Lozan Davası 2
Selim Çürükkaya / İsviçre dağlar, nehirler, göller ve tüneller ülkesidir diyebilirim. Ve biz Lozan’a doğru yola çıkmışız..
Keskin virajlar var, Nihat bu yollara alışkın değil, bazen karanlık virajlardan sonra, içi ışıklandırılmış uzunca tünellere giriyorduk.. Yanılmıyorsam dünyanın en uzun ve en sağlam tünelleri bu ülkededir. Lozan’a gecenin geç saaatlerinde vardık. Nihat nereye gideceğimizi biliyordu, park bulmakta hayli zorlandık. Ama neticede bulduk.

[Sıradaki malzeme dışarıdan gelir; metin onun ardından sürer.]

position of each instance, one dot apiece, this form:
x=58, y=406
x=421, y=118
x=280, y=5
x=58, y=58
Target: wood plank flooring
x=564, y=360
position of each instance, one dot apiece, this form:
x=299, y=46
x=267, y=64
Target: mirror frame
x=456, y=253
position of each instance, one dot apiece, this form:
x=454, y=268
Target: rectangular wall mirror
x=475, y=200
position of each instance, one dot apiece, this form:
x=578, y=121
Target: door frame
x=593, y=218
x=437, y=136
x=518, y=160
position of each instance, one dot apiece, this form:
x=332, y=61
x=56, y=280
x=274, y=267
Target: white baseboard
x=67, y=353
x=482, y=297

Nihat’ ın kardeşi Fehmi Budan bizi bekliyordu, kapının girişinde karşılaştık, içten “hoş geldiniz” dedi. Oturma salonunda karşı karşıya konulmuş koltuklarda oturduk.. Nihat kızmazsa eğer, diyebilirimki Fehmi ondan daha yakışıklıdır.
Pırıl pırıl, efendi, terbiyeli, güleryüzlü, kumral, gözlerinin içi daima gülen, kendisiyle barışık bir gençti. Öyküsünü çok iyi biliyordum ama yüzyüze ilk olarak kendisiyle görüşüyordum. Başından geçen olayları birde kendisinden dinlemek istediğimi söyleyince, gözlerinin içi güldü, henüz ilk kelimeyi sarf etmeden yüzünden bir hüzün bulutu geçti, başını dik tuttu ve anlatmaya başladı:
Lisede öğrenciyken Kürdistan davasının detaylarını fark ettim, sorunun çözümü için PKK ya sempati duydum. Biz bir grup öğrenci gece gündüz durmadan yapılması gereken her işi yapıyorduk……
Deşifre olunca İstanbul üzeri Türkiye’yi terk ederek Balkan’lara ulaştım. Romanya’da PKK derneğinin bulunduğunu duyduğumda çok sevindim ve hemen oraya koştum. Dernekte çalışanlar ile tanışınca kırk gün kadar oralarda kaldım. Bu süre zarfında derneğin yaptığı çalışmalarda onlara yardımcı oldum. Ardından arkadaşlarımın ilgisi ve bilgisi dahilinde Avrupa’ya geldim, bir müddet Almanya’ da kaldım, buradan Hollanda’ya gönderilerek, üç aylık eğitim devresine alındım. Bu eğitim devresine kadar ben yalınız PKK yi dış görüntüsüyle biliyordum. Eğitimden sonra PKK’ nin içinin farklı, tuhaf, bilinmezliklerle dolu, esrarengiz ve diş görünüşünün tersi olduğunu hissetmeye başladım.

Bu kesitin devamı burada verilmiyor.